According to U.S. Attorney William J. Hochul Jr., the scheme targeted elderly citizens throughout the United States, including two seniors living in western New York. Under arrest are: Corey Buddle, Orlando Buddle and Otis Ricketts, all of Brooklyn, as well as Horace Buddle, of Montego Bay, Jamaica. The defendants are charged with conspiring to commit mail fraud, wire fraud and money laundering. The charges each carry a maximum penalty of 20 years in prison and fines up to $500,000.
"Criminals who target elderly citizens in these schemes are heartless in their relentless pursuit of their victims' bank accounts," said James C. Spero, special agent in charge of HSI Buffalo, which handled the investigation leading to the arrests. "While it's great news that these men are now in custody, I strongly encourage anyone with elderly loved ones to familiarize themselves with these schemes and take steps to protect them from exploitation."
The criminal complaint alleges the defendants conspired with others to defraud senior citizens by luring them into believing they had won millions of dollars in the lottery, as well as a Mercedes-Benz in many cases, in exchange for fees paid up front. The scheme typically utilized contact by mail, telephone or fax and also involved high pressure tactics and threats to coerce the victims to send money. In one instance, a victim was threatened with legal action and possible arrest if she did not make payments to the defendants.

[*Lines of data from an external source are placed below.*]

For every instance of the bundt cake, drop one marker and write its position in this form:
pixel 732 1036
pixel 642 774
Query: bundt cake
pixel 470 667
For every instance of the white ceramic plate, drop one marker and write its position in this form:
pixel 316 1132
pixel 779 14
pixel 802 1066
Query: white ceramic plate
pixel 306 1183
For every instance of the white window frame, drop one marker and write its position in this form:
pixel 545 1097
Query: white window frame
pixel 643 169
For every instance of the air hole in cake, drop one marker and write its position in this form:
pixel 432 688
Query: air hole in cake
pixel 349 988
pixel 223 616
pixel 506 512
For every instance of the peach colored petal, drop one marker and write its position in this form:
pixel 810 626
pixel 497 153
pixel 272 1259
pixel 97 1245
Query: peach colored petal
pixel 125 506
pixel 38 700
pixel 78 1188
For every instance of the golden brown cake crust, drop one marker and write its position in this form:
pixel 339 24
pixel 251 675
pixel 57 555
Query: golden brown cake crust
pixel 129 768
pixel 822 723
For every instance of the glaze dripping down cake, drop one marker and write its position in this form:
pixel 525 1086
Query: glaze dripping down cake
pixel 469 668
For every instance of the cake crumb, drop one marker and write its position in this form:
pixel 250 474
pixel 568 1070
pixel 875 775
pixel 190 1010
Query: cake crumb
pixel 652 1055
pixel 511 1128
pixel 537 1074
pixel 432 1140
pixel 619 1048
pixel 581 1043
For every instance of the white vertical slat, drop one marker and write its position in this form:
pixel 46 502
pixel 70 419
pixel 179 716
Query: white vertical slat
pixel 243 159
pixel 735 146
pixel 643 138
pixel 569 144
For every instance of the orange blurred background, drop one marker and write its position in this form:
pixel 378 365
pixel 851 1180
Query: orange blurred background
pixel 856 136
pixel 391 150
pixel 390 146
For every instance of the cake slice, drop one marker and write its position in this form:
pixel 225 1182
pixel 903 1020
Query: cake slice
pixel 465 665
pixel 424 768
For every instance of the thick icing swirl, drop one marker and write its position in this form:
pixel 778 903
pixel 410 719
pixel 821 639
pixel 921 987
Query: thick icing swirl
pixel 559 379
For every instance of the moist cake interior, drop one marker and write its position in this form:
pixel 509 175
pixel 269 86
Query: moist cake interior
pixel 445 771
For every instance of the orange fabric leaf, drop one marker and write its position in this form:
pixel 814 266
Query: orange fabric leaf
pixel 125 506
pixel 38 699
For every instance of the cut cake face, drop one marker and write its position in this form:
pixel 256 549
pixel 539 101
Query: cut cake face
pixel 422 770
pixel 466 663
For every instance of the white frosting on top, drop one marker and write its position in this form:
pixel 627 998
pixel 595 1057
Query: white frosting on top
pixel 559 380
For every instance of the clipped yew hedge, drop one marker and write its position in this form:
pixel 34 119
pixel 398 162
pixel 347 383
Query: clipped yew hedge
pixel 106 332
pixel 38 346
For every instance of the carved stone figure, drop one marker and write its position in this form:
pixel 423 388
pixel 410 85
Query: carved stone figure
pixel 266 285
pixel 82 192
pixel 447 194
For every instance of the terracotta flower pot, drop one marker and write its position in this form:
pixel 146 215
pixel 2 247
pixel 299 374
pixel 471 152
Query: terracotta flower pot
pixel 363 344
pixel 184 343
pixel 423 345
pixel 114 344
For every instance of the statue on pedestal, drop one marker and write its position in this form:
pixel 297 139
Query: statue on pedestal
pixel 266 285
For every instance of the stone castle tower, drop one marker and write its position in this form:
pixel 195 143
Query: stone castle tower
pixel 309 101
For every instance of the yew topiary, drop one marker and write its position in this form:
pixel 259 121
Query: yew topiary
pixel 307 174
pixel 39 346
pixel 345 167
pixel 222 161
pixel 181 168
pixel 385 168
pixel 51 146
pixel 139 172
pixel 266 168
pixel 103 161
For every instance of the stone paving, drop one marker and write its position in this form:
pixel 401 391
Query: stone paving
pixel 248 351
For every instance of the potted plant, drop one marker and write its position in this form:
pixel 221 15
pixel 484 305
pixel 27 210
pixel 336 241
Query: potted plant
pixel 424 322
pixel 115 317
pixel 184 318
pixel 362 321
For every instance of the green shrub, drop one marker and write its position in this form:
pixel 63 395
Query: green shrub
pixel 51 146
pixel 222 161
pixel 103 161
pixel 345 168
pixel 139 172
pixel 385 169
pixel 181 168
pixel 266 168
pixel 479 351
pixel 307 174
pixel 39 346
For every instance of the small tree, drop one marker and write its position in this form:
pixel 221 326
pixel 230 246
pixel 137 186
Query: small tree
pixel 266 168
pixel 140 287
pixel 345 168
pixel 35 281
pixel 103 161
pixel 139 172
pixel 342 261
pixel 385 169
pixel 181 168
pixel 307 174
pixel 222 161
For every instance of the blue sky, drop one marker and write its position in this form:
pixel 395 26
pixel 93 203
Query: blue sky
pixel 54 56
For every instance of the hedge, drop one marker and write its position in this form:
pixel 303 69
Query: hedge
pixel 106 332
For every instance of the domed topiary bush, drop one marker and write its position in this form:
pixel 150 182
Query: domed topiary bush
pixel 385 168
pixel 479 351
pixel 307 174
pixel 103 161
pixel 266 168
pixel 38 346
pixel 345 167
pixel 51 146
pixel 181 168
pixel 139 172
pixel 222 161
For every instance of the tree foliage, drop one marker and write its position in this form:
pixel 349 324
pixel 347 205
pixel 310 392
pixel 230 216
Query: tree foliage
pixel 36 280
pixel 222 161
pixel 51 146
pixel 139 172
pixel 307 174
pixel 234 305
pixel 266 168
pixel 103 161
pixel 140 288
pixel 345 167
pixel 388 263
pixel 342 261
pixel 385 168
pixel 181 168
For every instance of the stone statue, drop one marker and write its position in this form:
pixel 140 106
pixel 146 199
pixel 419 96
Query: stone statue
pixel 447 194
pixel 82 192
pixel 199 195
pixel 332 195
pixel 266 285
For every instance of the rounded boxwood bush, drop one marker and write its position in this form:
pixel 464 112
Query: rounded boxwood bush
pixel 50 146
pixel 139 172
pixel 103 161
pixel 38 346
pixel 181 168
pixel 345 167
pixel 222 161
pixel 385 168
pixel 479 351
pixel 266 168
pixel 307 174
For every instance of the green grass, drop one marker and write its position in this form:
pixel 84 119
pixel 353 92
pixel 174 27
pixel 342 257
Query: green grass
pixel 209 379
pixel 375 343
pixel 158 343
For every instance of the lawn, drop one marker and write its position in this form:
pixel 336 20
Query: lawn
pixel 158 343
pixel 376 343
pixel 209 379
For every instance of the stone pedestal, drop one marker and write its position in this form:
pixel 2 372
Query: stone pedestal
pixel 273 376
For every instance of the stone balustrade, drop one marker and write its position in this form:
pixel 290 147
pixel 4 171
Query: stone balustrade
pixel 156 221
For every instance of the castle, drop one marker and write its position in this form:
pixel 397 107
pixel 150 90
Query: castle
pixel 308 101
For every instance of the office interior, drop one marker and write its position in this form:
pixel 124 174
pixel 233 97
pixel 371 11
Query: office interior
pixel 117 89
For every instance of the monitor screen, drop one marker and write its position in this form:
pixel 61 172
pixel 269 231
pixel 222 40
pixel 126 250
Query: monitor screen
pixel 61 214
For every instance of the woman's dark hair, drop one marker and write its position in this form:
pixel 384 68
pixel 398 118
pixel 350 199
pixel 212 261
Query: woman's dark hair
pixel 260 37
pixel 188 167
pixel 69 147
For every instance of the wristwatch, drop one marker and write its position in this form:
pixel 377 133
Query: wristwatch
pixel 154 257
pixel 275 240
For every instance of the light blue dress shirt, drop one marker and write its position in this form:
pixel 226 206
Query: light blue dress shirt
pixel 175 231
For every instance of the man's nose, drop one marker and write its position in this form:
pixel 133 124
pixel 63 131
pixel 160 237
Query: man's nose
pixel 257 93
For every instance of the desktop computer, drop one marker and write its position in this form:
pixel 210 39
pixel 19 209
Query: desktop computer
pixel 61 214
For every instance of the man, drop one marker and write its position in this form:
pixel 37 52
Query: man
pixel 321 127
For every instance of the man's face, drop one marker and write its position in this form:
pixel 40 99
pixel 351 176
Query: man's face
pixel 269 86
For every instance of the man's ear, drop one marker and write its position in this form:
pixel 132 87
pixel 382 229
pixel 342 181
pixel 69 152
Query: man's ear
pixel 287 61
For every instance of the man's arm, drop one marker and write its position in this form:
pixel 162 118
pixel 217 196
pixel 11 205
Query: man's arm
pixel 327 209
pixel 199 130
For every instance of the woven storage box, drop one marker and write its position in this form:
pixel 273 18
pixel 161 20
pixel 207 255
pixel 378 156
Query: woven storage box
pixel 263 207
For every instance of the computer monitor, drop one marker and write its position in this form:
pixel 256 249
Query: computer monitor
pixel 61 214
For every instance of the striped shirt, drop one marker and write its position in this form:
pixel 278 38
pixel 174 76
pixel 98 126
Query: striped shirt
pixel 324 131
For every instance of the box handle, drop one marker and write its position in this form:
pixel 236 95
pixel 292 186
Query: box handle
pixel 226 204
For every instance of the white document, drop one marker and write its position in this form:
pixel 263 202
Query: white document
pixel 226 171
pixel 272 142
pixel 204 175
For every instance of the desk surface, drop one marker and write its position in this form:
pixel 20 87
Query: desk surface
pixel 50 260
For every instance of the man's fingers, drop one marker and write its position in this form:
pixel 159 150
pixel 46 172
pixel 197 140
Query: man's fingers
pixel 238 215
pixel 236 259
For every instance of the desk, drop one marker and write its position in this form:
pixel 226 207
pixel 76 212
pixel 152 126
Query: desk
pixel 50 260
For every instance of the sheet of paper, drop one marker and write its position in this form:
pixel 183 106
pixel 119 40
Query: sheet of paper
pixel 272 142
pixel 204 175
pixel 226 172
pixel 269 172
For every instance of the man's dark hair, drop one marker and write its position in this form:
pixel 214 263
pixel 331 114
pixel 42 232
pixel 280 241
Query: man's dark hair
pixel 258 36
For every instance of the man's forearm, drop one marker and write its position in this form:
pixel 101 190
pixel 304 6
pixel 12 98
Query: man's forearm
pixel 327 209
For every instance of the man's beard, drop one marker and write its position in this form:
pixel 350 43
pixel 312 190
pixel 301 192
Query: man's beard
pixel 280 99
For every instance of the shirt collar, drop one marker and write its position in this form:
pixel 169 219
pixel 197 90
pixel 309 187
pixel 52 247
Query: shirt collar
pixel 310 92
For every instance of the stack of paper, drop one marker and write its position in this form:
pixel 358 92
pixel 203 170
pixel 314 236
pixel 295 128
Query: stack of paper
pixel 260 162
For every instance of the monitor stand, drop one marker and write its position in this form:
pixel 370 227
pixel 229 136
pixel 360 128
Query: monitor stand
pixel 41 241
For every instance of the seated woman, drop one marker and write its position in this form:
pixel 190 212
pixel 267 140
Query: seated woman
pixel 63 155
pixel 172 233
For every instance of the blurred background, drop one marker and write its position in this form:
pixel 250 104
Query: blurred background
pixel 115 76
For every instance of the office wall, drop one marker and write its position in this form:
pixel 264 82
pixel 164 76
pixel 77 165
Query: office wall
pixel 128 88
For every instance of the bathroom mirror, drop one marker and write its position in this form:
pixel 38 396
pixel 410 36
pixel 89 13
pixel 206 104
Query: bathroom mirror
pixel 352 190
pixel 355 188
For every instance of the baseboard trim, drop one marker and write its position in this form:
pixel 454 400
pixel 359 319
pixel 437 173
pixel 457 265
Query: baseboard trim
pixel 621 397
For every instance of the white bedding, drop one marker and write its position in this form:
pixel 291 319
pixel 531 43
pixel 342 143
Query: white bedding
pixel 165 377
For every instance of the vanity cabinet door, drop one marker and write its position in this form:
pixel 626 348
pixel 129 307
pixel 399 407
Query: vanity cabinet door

In response to the false claims made by the defendants, victims sent payments of more than $275,000 to a residence in Brooklyn or to designated bank accounts between March 2011 and June 2013. Additional payments of unknown amounts were sent by victims to the same address in Brooklyn. According to the complaint, at least 10 elderly victims were identified by law enforcement officials, and law enforcement believes others have been victimized by this scheme. The victims include an 83-year-old man from Buffalo and a 71-year-old man from Rochester. Some of the funds acquired from victims in the United States were transported to Jamaica, or otherwise transferred out of the country by wire transactions or ATM withdrawals at locations in Jamaica.
"We often say if it sounds too good to be true it probably is," said Hochul. "In this case, 10 elderly victims were promised millions of dollars and luxury cars in exchange for a fee. If they did not pay up, they were threatened. If you are approached about participating in a lottery and are asked to submit money, you need to think twice. And, if you are ever threatened with legal action or arrest, contact the proper authorities. For more information, go to www.stopfraud.gov."
The fact that a defendant has been charged with a crime is merely an accusation, and the defendants are presumed innocent until and unless proven guilty.